Another interesting fact that has come up is the similar number of central nervous
system (CNS) metastasis in both arms. We all understand from previous data that TDM1
has better CNS penetration,[8],[9] and we did expect a lower rate of CNS metastasis in the TDM-1 arm.
With only 35% of the survival events, it may be reasonable to believe that it will
translate into a significant overall survival benefit since the curves seem to separate
at the tail end and may continue to do so with future analysis.
In a resource-constrained setting, the cost-effectiveness of this approach is still
doubtful. The usage of trastuzumab in the Indian setting is still not even anywhere
close to 100%. With the advent of biosimilars, the usage has increased, but it definitely
has not reached the desirable proportions. Moreover, with the lack of standardization
in reporting pCR after surgery in many centers, the rational use of TDM1 may be questionable.

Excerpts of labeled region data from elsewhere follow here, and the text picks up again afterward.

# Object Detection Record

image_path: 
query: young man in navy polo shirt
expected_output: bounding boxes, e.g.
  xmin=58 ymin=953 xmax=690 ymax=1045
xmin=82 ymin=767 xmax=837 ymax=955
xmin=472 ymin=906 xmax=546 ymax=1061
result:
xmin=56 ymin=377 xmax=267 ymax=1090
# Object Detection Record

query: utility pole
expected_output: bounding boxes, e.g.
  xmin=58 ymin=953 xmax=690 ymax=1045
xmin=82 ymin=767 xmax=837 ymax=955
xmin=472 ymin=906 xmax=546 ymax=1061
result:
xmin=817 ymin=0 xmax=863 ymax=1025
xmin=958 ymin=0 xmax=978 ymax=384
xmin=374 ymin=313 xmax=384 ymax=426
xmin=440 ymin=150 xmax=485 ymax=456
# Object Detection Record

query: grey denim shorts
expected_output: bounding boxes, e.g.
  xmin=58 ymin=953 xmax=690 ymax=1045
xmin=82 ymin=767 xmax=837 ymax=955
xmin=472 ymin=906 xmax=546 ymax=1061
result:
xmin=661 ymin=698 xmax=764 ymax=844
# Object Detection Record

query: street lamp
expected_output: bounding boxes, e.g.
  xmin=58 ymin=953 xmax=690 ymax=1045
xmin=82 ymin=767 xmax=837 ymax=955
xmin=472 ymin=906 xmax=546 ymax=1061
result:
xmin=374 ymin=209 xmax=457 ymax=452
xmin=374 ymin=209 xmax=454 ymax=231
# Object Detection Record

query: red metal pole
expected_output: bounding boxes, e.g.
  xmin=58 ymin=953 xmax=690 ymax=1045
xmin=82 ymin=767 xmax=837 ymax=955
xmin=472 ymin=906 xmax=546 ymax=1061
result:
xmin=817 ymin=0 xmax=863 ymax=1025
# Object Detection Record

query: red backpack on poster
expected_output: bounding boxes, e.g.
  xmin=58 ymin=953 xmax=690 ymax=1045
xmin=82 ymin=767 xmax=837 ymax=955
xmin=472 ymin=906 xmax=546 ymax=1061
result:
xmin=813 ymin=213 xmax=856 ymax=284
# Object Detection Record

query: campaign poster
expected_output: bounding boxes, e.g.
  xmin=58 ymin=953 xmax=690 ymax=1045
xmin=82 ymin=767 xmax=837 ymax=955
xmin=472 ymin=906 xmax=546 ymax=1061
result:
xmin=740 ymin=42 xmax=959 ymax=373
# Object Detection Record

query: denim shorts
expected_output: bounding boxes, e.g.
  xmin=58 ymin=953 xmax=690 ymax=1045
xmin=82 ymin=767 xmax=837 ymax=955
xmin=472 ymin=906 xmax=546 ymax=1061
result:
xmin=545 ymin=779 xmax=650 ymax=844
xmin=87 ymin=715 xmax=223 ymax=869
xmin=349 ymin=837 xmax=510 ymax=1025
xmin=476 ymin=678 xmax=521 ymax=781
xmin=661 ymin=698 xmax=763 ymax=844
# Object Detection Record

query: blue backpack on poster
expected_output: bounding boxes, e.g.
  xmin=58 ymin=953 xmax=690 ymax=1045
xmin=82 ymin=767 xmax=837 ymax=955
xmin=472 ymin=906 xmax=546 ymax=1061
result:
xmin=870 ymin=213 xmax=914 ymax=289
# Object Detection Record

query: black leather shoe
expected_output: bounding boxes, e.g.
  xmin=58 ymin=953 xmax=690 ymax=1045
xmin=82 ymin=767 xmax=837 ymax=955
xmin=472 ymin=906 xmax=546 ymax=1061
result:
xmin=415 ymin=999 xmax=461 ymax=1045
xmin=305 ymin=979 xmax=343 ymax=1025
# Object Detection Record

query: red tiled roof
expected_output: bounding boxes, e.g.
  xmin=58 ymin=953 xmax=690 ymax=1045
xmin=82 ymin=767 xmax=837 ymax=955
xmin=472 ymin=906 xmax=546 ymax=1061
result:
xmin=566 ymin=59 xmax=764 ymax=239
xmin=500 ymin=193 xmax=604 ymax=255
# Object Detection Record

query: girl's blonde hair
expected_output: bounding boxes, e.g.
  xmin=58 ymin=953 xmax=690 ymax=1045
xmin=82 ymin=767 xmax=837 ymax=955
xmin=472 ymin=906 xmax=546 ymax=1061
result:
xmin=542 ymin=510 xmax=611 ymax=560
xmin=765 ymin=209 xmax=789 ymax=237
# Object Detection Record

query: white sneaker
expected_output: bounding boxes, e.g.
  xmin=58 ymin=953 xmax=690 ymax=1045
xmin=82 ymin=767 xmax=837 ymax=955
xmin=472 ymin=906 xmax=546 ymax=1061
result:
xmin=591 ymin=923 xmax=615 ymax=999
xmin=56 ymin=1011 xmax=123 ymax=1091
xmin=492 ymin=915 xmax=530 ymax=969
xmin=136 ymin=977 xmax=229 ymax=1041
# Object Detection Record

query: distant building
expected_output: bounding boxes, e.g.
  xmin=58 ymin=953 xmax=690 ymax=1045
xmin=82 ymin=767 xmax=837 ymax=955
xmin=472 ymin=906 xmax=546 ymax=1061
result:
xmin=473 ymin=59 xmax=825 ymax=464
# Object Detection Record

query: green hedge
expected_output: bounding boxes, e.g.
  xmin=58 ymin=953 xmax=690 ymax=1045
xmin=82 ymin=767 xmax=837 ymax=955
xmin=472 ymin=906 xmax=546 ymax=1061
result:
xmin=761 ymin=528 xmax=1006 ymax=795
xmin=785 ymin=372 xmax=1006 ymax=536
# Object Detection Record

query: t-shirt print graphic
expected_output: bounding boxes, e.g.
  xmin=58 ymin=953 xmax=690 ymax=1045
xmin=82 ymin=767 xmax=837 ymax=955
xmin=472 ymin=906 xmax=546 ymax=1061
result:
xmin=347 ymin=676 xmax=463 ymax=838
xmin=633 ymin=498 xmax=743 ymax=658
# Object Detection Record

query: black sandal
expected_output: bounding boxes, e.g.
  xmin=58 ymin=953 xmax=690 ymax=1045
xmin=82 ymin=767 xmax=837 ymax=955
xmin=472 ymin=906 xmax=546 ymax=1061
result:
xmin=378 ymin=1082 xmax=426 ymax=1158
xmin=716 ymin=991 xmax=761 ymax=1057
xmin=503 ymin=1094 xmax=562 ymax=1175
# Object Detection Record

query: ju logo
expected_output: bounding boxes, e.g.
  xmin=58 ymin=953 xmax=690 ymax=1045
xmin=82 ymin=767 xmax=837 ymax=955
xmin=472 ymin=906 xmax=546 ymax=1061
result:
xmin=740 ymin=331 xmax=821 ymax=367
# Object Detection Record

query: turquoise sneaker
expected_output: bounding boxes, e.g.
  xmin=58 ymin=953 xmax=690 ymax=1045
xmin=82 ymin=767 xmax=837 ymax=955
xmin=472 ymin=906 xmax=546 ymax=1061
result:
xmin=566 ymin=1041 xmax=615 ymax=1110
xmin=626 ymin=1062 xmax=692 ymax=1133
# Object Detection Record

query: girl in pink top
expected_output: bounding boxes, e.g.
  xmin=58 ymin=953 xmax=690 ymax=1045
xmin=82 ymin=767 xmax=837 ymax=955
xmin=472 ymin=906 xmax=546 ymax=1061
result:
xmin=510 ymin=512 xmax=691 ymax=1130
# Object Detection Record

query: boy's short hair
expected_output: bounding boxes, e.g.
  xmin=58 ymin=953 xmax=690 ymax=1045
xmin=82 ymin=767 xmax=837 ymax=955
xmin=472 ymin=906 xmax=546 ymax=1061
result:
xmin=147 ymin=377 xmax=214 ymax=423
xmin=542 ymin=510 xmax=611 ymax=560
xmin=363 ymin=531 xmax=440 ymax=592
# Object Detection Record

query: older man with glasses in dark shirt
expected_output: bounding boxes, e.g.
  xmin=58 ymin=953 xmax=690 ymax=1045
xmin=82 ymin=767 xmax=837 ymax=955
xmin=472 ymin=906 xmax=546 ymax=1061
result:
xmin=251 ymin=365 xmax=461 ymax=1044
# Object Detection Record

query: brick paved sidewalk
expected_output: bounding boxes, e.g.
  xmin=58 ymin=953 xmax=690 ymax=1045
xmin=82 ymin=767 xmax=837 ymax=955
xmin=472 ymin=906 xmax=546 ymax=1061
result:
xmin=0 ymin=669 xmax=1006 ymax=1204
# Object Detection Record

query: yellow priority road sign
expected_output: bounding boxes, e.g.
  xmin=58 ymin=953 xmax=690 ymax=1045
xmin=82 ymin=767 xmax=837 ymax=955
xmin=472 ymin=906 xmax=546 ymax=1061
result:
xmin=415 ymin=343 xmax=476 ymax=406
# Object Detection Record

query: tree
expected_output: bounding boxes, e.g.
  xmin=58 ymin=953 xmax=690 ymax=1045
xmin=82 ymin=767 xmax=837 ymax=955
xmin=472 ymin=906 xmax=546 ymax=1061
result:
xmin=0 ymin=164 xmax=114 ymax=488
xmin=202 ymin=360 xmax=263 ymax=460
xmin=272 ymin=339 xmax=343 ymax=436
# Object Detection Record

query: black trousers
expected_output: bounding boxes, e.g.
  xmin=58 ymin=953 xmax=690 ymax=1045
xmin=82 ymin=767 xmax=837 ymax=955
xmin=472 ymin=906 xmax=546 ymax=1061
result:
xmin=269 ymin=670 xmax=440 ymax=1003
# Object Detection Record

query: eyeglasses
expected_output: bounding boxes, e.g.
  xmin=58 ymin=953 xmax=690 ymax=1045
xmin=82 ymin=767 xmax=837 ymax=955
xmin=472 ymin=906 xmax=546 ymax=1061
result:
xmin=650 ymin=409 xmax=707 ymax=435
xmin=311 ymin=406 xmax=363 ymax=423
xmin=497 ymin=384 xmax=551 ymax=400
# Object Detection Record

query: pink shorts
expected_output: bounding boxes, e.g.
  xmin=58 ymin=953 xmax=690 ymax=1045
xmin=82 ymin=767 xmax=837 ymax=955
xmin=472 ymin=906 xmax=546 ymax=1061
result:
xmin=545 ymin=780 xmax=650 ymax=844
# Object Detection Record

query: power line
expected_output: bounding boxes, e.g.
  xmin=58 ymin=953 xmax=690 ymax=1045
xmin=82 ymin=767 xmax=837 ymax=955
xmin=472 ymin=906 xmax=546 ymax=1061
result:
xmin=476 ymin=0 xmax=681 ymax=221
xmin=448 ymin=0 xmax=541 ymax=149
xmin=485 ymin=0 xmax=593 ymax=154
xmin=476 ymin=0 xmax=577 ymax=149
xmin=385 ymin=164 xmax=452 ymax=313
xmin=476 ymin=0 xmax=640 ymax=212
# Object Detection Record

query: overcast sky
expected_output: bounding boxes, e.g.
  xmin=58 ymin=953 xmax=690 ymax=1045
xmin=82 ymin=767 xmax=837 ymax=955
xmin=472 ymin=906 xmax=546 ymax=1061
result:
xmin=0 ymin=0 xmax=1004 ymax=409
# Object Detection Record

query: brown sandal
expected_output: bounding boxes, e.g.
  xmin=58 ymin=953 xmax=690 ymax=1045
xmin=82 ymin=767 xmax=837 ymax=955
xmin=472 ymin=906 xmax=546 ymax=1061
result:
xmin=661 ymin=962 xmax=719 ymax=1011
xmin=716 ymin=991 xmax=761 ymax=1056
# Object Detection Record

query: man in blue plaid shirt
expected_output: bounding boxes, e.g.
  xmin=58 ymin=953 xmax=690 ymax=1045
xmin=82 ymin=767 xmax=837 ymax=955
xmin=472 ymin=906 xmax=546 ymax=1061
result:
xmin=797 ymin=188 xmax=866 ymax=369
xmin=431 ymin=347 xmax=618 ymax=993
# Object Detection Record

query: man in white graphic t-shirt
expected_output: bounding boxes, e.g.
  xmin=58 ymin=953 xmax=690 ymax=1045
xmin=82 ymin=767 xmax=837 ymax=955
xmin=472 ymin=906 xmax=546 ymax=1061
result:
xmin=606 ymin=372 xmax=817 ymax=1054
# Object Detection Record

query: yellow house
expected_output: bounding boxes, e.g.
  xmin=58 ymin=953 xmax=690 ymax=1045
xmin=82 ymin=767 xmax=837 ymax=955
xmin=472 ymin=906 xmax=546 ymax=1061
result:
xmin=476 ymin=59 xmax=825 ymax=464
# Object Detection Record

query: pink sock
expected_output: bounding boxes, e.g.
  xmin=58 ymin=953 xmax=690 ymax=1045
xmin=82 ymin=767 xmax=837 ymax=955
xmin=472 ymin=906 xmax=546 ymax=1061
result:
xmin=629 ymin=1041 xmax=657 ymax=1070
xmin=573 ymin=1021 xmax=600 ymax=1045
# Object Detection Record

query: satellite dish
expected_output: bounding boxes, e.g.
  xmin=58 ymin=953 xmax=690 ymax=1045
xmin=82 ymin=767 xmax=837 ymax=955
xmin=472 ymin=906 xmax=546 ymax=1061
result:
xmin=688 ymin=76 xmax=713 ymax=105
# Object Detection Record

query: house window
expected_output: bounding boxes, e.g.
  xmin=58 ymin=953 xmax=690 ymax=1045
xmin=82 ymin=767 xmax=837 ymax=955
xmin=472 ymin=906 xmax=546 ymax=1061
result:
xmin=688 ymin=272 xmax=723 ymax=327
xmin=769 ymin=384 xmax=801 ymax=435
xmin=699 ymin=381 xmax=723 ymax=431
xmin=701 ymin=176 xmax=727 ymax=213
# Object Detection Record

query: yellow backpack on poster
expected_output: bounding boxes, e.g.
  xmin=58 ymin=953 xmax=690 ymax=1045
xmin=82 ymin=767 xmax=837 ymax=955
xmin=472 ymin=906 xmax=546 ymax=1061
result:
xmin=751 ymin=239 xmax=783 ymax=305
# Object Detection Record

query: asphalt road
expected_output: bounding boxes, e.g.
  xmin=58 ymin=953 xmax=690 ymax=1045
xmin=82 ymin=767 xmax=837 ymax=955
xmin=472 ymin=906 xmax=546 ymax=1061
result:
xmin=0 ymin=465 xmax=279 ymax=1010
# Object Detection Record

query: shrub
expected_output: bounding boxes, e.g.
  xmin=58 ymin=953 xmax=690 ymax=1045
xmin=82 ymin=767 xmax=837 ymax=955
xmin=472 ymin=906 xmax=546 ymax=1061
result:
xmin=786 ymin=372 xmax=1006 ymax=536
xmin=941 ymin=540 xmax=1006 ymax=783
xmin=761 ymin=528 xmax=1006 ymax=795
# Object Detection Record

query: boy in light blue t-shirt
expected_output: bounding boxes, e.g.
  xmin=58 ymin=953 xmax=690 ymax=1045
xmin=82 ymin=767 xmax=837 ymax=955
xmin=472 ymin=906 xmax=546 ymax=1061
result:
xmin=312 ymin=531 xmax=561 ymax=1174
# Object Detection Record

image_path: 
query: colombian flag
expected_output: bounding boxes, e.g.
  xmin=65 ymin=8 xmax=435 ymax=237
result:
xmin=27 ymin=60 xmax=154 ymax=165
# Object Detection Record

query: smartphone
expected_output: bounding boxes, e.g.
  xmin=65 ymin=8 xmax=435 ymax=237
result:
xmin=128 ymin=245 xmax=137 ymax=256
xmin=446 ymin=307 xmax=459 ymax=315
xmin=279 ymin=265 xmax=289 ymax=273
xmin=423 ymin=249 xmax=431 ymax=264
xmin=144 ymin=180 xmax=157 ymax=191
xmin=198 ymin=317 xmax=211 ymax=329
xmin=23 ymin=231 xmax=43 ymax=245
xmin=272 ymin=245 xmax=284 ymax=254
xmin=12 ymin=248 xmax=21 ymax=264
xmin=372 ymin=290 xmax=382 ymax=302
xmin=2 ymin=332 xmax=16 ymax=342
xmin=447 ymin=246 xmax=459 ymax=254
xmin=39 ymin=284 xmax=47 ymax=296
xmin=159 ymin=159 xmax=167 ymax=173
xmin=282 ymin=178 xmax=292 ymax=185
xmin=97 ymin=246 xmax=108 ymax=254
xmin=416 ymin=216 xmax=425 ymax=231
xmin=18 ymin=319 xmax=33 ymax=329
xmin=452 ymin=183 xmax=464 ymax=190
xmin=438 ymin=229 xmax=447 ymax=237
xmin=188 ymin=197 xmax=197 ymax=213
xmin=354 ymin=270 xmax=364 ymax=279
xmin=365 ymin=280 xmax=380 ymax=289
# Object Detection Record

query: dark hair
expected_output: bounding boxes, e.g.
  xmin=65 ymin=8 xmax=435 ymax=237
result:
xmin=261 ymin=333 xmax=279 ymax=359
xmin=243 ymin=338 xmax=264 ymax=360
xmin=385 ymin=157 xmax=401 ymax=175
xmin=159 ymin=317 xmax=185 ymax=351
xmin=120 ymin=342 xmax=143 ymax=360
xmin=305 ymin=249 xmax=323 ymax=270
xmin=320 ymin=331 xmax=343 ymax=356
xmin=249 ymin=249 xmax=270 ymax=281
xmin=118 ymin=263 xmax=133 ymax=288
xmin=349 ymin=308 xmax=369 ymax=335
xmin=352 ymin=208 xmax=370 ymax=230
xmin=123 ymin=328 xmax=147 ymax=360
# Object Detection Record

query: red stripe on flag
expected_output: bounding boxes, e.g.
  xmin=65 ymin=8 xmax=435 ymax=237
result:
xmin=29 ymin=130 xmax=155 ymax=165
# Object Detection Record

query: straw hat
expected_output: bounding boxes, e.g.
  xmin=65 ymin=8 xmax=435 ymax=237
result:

There is a high possibility that if clinicians start using this approach in every
patient, there will be a much higher number of cases who would stop anti-HER 2 therapy
halfway into their adjuvant course, which may affect their outcomes. Our patient population
comprises large primary tumors and heavy nodal burden. Hence, most of our patients
have a higher recurrence rate even after adjuvant treatment. In those settings, we
shall not have many treatment options left, as we would have already used TDM1. Moreover,
using such expensive therapy for a disease-free survival benefit may also not be cost-effective.
Hence, to conclude, this is a very well-designed, path-breaking trial that has met
its primary endpoint, but translating the data to a majority of our set of patients
may still not be feasible due to cost and increased toxicities. Still, it appears
to be a rational approach with an 11% absolute DFS benefit. It is possible that biosimilar
TDM-1 increases the usage in this setting once it is available in India.